Pressure-induced quenching of the charge-density-wave state observed by x-ray diffraction

TL;DR

This study uses x-ray diffraction to investigate how applying pressure affects the charge-density-wave state in LaTe3 and CeTe3, revealing a pressure-induced suppression of the CDW phase and differences between chemical and mechanical compression effects.

Contribution

It provides direct experimental evidence of pressure-induced quenching of the CDW state and explores how lattice compression type influences electronic properties.

Findings

Pressure suppresses the CDW phase in LaTe3 and CeTe3.

Differences observed between chemical and mechanical lattice compression.

Lattice compression type affects Fermi surface nesting and fluctuation effects.

Abstract

We report an x-ray diffraction study on the charge-density-wave (CDW) LaTe$_3$ and CeTe$_3$ compounds as a function of pressure.

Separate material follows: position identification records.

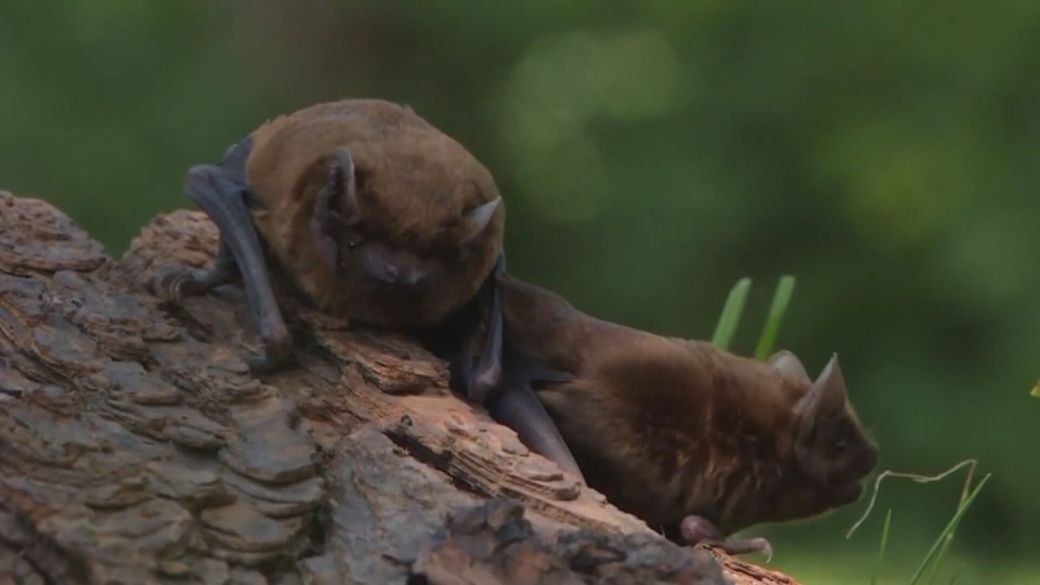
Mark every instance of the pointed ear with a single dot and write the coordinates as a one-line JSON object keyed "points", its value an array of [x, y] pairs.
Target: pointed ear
{"points": [[335, 205], [827, 396], [789, 366], [476, 220], [343, 181]]}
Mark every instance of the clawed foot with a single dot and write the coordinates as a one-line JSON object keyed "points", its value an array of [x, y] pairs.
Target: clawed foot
{"points": [[174, 285], [697, 530]]}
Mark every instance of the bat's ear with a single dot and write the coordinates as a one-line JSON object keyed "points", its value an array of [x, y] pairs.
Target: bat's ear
{"points": [[789, 366], [343, 182], [335, 205], [826, 397], [476, 219]]}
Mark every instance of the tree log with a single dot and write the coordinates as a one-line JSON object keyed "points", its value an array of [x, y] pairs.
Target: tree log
{"points": [[137, 448]]}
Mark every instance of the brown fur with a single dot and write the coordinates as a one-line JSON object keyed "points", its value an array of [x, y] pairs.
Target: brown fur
{"points": [[414, 185], [668, 427]]}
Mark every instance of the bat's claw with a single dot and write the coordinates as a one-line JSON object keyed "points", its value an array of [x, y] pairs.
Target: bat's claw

We extract the lattice constants and the CDW modulation wave-vector, and provide direct evidence for a pressure-induced quenching of the CDW phase. We observe subtle differences between the chemical and mechanical compression of the lattice. We account for these with a scenario where the effective dimensionality in these CDW systems is dependent on the type of lattice compression and has a direct impact on the degree of Fermi surface nesting and on the strength of fluctuation effects.